Thursday, September 8, 2016

Prostate Cancer Screening Saves Lives

By Sid Roberts, MD
Lufkin Radiation Oncologist

This article originally appeared on Dr. Roberts' blog

Over the last 30 years, I have been witness to a remarkable change in how we diagnose and treat prostate cancer. Prior to the mid-1980s, prostate cancer was detected most often when symptoms of advanced prostate cancer were present, such as bone pain from metastatic disease. Very few patients were diagnosed at a curable stage.

The PSA (prostate-specific antigen) blood test came into wide use around 1986 when the FDA approved it for monitoring known prostate cancer. In the early 1990s, physicians started ordering it to detect early, asymptomatic prostate cancer. A spike in prostate cancer diagnosis happened. This wave of patients was a boon to treating physicians, primarily urologists who operate on prostate cancer, but also for radiation oncologists who treat cancer with various types of radiation. More early diagnoses also led to more clinical trials about how best to treat prostate cancer.

We learned a lot. Techniques for removing the prostate got better with the advent of robotic-assisted prostatectomy, as did precision and dose of radiation delivery with intensity modulated radiation treatment. The 15-year relative survival rate for prostate cancer is now an astounding 95%.

But we also learned that not every man with prostate cancer needs treatment.

How can we say this? How can we diagnose someone with cancer and then say, “Oh, by the way, you don't need to do anything about it”? Add to this confusion the 2012 US Preventive Services Task Force recommendation to do away with screening altogether because of the risk of over-diagnosis and harm. In my opinion, that is a dangerous step backward for many of us guys who will get prostate cancer.

Granted, we are too aggressive about treating some prostate cancers. It is easy to vilify doctors who are incentivized to treat rather than watch and wait. But I think a big part of the problem in the US is that patients don't want to be told they have cancer and nothing needs to be done about it, especially when all this wonderful technology exists and insurance will pay for it.

What’s the solution?

We have very good tools now for determining aggressiveness of an individual patient's prostate cancer. That, along with evaluation of a patient's age and overall health status, helps us predict quite well whether or not a particular patient's prostate cancer will ever be a problem for them without treatment. Over treatment can be just as much of an error as under treatment or the wrong treatment.

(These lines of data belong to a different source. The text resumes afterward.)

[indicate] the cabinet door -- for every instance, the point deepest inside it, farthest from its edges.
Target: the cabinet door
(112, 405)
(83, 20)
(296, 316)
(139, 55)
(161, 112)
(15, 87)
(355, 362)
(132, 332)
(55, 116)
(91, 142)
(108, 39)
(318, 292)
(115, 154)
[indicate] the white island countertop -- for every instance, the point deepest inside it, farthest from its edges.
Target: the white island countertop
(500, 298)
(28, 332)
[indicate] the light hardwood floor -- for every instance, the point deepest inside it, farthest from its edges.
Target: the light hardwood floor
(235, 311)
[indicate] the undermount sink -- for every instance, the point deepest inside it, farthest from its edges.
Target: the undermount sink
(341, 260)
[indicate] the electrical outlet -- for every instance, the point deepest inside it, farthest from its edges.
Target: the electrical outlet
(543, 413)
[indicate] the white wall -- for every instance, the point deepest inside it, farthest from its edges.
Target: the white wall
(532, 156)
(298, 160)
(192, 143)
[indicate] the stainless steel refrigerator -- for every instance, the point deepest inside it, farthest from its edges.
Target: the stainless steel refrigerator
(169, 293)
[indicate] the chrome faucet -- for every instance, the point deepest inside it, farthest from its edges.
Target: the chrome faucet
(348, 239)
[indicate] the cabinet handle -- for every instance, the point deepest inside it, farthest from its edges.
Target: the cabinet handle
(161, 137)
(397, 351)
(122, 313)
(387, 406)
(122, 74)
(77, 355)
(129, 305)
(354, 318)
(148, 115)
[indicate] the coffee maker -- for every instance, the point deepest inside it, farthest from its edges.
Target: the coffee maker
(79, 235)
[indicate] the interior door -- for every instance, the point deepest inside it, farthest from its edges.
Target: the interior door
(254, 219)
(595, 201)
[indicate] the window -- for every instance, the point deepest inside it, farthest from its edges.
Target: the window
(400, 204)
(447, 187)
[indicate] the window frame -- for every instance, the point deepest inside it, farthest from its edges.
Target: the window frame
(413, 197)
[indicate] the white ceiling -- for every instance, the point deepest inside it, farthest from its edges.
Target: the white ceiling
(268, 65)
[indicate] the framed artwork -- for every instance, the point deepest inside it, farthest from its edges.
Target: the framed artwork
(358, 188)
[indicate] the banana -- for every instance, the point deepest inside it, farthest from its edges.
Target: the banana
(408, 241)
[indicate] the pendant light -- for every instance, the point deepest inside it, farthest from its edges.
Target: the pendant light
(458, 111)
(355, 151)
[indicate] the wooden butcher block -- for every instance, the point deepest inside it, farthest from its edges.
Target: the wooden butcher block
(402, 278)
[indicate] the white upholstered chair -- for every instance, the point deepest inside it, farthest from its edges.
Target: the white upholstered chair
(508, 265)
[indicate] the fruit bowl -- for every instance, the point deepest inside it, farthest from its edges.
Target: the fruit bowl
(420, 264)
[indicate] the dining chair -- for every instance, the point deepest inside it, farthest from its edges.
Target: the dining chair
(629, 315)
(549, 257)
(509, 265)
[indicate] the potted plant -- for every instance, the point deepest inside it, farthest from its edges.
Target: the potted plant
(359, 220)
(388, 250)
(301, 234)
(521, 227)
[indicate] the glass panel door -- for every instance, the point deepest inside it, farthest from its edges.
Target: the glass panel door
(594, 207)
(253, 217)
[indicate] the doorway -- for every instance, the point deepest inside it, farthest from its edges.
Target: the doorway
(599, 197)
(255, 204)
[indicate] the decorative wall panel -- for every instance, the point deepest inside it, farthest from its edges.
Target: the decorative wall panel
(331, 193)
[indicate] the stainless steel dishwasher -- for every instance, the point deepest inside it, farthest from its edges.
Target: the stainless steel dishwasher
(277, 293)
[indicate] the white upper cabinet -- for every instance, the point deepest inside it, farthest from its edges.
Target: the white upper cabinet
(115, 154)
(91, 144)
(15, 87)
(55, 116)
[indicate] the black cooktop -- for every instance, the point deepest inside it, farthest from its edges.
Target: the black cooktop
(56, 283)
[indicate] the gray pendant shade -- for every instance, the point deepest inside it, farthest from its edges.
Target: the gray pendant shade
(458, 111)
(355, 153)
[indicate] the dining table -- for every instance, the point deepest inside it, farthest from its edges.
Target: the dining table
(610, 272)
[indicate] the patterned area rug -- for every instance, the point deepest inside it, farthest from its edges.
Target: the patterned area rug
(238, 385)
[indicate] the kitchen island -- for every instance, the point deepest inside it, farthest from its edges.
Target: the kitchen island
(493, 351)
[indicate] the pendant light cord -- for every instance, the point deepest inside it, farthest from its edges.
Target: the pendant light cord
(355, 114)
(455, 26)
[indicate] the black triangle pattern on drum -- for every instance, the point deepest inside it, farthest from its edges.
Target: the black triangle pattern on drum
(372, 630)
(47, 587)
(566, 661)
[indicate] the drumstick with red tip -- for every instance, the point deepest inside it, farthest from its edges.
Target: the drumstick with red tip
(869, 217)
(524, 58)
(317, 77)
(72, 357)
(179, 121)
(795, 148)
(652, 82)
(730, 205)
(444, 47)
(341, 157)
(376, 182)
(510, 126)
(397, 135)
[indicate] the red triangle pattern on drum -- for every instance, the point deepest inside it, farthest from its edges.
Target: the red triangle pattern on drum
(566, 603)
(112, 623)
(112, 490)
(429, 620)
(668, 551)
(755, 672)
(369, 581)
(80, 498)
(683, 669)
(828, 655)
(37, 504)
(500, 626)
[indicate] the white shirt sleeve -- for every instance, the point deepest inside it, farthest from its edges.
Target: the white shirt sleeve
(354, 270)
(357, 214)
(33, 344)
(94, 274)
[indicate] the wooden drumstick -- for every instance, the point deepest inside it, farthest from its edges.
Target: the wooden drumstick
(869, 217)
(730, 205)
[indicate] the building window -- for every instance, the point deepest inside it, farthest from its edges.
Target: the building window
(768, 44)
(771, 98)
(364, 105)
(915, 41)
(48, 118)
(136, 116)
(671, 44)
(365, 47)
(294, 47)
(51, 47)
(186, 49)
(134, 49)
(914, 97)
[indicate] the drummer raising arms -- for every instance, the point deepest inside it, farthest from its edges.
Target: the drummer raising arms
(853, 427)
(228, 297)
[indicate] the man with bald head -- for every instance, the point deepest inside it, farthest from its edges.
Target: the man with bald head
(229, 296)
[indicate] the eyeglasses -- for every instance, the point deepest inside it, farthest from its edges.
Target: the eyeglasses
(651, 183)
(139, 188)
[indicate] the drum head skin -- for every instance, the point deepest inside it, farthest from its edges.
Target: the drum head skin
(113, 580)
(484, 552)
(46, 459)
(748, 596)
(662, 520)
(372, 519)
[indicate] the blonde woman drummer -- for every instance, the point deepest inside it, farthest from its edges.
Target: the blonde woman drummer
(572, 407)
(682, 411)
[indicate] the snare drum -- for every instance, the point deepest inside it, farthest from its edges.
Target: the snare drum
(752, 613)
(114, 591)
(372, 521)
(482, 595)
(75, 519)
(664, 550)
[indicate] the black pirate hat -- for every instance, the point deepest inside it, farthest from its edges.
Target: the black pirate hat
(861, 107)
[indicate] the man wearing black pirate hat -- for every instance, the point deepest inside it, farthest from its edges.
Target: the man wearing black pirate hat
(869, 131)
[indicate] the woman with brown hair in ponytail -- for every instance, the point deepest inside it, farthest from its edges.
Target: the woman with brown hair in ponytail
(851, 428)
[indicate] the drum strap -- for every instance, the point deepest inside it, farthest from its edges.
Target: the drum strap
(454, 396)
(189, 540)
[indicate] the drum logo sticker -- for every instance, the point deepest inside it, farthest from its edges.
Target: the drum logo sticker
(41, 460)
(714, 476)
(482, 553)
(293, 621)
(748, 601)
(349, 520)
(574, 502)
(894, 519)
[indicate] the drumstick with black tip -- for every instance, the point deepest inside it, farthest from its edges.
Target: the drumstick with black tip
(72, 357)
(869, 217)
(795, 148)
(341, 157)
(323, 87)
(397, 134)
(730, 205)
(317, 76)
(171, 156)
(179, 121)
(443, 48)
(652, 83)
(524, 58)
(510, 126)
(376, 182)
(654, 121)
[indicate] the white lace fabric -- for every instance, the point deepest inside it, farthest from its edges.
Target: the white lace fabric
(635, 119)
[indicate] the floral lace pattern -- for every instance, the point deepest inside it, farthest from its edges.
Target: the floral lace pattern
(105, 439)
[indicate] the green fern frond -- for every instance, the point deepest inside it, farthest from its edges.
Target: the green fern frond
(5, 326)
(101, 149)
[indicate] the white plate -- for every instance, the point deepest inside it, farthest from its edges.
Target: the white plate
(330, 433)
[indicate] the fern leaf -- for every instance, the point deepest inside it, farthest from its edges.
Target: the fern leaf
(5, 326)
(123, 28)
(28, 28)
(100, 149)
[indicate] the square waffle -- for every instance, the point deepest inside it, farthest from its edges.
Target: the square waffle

Know all your options for treatment if you need it; no single treatment is right for everyone. Get a second opinion if you haven’t gotten a good explanation about your need for treatment and what your full options are. And, yes, don’t even get screened for prostate cancer if your age and health status are such that you wouldn’t benefit from treatment anyway.

In the near future, there are certain pathologies that we call cancer now that we will no longer label as malignant, as they simply don't act like cancer. (It is a lot easier to say we don't need to treat a condition if we don't call it cancer.) In addition, genetic testing may add to our ability to individualize decision-making based on aggressiveness and risk of spread and progression of disease.

The American Cancer Society continues to support screening for prostate cancer, because they know that screening saves lives. If you are 50 or older – 45 for African American men – and are likely to live for ten years or more, get a PSA blood test. Do it regularly. Go to for more information. Man up; take charge of your health.

Dr. Sid Roberts is a radiation oncologist at the Arthur Temple, Sr. Regional Cancer Center in Lufkin. He is a contributing writer for the Lufkin Daily News and blogs at

1 comment :

Vincent P. Fonseca, MD, MPH, FACPM said...

It is more accurate to say that the American Cancer Society supports discussion and informed decision-making about screening for prostate cancer. They do not say, as Dr. Roberts does, "get a PSA test. Do it regularly."

Here is their recommendation: "The American Cancer Society (ACS) recommends that men have a chance to make an informed decision with their health care provider about whether to be screened for prostate cancer. The decision should be made after getting information about the uncertainties, risks, and potential benefits of prostate cancer screening. Men should not be screened unless they have received this information. The discussion about screening should take place at:

Age 50 for men who are at average risk of prostate cancer and are expected to live at least 10 more years.
Age 45 for men at high risk of developing prostate cancer. This includes African Americans and men who have a first-degree relative (father, brother, or son) diagnosed with prostate cancer at an early age (younger than age 65).
Age 40 for men at even higher risk (those with more than one first-degree relative who had prostate cancer at an early age)."